New energy sources...plain old space exploration progress...a moon base...the possibilities are endless and all you can come up with is "depressing"? Maybe you should consider therapy.
It's more depressing than that.
1957: Soviets launch Sputnik.
1969: Americans land humans on the moon.
2007: Slashdotter reports "If all goes as planned, the United States and India will have astronauts on the moon by 2020, China by 2022, and Japan and Russia by 2025." 2020: Americans return to the moon.
The first time around, it took us 12 years to do it from scratch, with tooling recovered from WW2 V-2 rocket bases, and computers less sophisticated than present-day wristwatches. We're now talking about maybe being able to do it in 13 years.
It's not just a lack of progress. We're going backwards.
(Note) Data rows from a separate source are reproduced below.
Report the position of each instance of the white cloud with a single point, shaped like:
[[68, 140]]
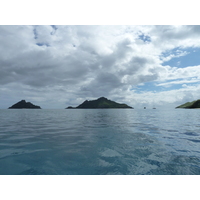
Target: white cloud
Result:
[[68, 64]]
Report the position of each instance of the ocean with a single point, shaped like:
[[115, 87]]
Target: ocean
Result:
[[100, 142]]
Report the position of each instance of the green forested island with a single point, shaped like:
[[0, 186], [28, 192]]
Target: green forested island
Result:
[[193, 104], [101, 102], [23, 104]]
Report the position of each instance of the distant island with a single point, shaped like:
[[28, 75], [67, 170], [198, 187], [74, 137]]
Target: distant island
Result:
[[193, 104], [101, 102], [23, 104]]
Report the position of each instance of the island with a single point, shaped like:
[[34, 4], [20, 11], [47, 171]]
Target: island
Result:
[[101, 102], [23, 104], [193, 104]]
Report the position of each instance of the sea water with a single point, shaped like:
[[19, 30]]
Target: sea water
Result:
[[99, 142]]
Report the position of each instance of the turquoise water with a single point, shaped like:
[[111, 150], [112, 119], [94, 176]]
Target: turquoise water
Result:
[[100, 141]]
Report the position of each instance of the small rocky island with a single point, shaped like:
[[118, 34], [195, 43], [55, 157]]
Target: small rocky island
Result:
[[101, 102], [193, 104], [23, 104]]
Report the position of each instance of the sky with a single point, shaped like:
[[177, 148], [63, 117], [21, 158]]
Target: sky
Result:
[[56, 66]]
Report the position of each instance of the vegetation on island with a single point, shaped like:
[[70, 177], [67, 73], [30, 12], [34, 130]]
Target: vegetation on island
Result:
[[101, 102], [193, 104], [23, 104]]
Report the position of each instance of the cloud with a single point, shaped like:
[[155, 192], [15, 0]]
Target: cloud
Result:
[[64, 65]]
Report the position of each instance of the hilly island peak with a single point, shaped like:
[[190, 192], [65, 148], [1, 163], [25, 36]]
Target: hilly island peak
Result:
[[190, 105], [101, 102], [24, 105]]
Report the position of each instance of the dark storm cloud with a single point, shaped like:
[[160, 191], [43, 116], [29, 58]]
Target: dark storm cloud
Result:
[[76, 62]]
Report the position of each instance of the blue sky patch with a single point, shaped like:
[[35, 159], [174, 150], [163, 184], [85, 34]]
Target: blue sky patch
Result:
[[42, 44], [192, 58], [144, 38]]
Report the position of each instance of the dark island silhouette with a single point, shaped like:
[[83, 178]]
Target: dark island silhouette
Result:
[[101, 102], [190, 105], [24, 105]]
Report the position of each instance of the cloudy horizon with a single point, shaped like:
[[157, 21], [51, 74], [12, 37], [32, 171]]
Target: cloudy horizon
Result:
[[60, 66]]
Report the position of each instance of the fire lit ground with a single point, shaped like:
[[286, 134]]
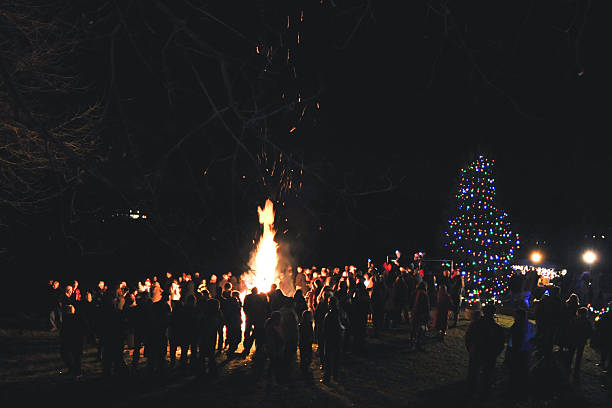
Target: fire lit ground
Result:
[[387, 374]]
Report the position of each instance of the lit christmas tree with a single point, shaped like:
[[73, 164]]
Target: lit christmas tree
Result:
[[479, 237]]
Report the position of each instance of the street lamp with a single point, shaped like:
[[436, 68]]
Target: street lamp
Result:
[[536, 257], [589, 257]]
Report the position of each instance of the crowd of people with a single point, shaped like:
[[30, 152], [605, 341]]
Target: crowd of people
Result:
[[330, 307]]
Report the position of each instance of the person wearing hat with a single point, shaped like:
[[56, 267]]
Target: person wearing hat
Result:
[[484, 340]]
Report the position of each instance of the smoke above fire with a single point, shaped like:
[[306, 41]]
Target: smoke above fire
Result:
[[264, 259]]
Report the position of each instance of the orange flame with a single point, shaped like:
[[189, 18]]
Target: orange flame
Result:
[[265, 258]]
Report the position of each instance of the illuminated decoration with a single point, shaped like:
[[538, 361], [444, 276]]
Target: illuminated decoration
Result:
[[479, 236], [547, 274], [589, 257], [132, 214], [536, 257], [599, 313]]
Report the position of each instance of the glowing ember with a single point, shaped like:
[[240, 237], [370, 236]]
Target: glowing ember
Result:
[[265, 258]]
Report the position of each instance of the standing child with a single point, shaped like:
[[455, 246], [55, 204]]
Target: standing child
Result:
[[305, 342]]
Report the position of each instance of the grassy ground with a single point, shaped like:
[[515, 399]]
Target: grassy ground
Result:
[[388, 374]]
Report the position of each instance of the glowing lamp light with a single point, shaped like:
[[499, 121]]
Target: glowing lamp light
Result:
[[589, 257], [536, 257]]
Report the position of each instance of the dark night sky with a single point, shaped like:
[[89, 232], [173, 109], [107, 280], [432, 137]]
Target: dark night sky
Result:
[[503, 81]]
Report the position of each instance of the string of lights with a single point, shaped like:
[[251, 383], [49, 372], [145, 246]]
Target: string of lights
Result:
[[479, 236]]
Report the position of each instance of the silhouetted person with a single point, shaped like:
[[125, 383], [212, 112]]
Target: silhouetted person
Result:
[[548, 311], [209, 323], [484, 340], [568, 315], [320, 312], [301, 280], [299, 302], [137, 323], [443, 306], [233, 318], [378, 299], [275, 346], [580, 331], [455, 288], [189, 332], [289, 330], [224, 301], [256, 310], [306, 340], [603, 329], [420, 313], [333, 334], [276, 298], [158, 318], [72, 332], [519, 353], [113, 331], [360, 309]]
And in a couple of hundred years, when China, India and whoever else cares to try is out there galavanting around the solar system, and the US is sitting down there, a second-class power, no doubt someone will look back on your words and go "There's one of those pricks that screwed us."
The world's burning. Moped Jesus spotted on I50. Details at 11.
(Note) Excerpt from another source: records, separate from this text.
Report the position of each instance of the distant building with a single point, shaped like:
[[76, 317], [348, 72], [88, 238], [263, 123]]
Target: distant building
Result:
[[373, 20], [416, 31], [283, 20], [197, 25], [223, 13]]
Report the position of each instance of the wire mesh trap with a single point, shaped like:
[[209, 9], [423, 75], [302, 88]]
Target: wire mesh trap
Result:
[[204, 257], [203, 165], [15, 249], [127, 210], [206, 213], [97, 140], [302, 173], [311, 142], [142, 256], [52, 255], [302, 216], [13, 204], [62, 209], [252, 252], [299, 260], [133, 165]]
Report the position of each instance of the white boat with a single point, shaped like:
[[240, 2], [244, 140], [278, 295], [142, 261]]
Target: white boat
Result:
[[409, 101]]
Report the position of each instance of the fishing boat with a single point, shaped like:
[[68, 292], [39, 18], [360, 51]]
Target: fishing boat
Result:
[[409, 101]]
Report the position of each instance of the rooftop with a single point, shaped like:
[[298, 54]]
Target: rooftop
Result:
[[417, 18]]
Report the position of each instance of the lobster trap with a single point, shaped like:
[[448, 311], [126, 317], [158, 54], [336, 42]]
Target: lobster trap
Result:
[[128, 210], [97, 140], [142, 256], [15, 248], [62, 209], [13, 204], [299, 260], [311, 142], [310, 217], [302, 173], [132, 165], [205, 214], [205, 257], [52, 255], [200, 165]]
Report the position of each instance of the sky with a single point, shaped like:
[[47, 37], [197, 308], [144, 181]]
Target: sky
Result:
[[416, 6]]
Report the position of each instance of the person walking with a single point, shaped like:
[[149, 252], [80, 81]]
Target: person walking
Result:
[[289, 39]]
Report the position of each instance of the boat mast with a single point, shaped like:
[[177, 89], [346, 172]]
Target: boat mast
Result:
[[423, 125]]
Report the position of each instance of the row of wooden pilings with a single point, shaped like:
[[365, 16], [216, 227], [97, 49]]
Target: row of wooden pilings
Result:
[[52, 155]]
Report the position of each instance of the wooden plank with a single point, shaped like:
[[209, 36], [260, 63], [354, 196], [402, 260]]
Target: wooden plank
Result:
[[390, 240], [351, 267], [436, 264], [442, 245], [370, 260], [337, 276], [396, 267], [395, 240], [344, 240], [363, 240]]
I mean, why? In the past there was the propaganda race for space and the moon. Now, it's pretty much useless to go to the moon.
Moonbase? Big deal, it will be a huge waste of resources. I mean, what can you do on the moon? There's basically a lot of rocks there. Lower gravity? Who cares, we have the ISS for that and even that is a big barrel of pork. The cost to ship everything to maintain a moonbase is huge and the benifits are mostly of the teflon kind. I propose we stay on earth untill we find a way to do something usefull in space. Things like good telescopes and satelites.
This will be the Ted Stevens of pork, the second race to the moon.
Knowledge is power. Knowledge shared is power lost.
At the rate things are going you can leave the hundred out - the US is trying as hard as possible to become a second class power as quickly as possible. You guys are going to need somebody who is a real miracle worker after Bush.
has massive implications for technological innovations for the rest of the century.
When you consider how much modern tech was a byproduct of the space race, only good can come of another one, regardless of who "wins".
Imagine if there were an open-source entry for such a project. The implications of an open-source license covering the emerging tech that shapes the next century are astounding. Could it ever happen? Not in the opinion of a hardened capitalistic cynic, but, if it did, it would cause a fundamental shift in our technology paradigm.
All they are asking for right now is a robot to a) get to the moon and b) send data back. This is for every geek who has ever reviewed the tech that they used in the 60's for the Apollo mission and thought, "We could do that today a lot faster with a lot less money."
Do you think that you could do it for $5 million?
Now its just time to buck up and do it. Do it with open source. Now that's a picture I wouldn't mind seeing plastered all over the Associated Press, a picture of a lunar robot with a huge-ass penguin logo on it.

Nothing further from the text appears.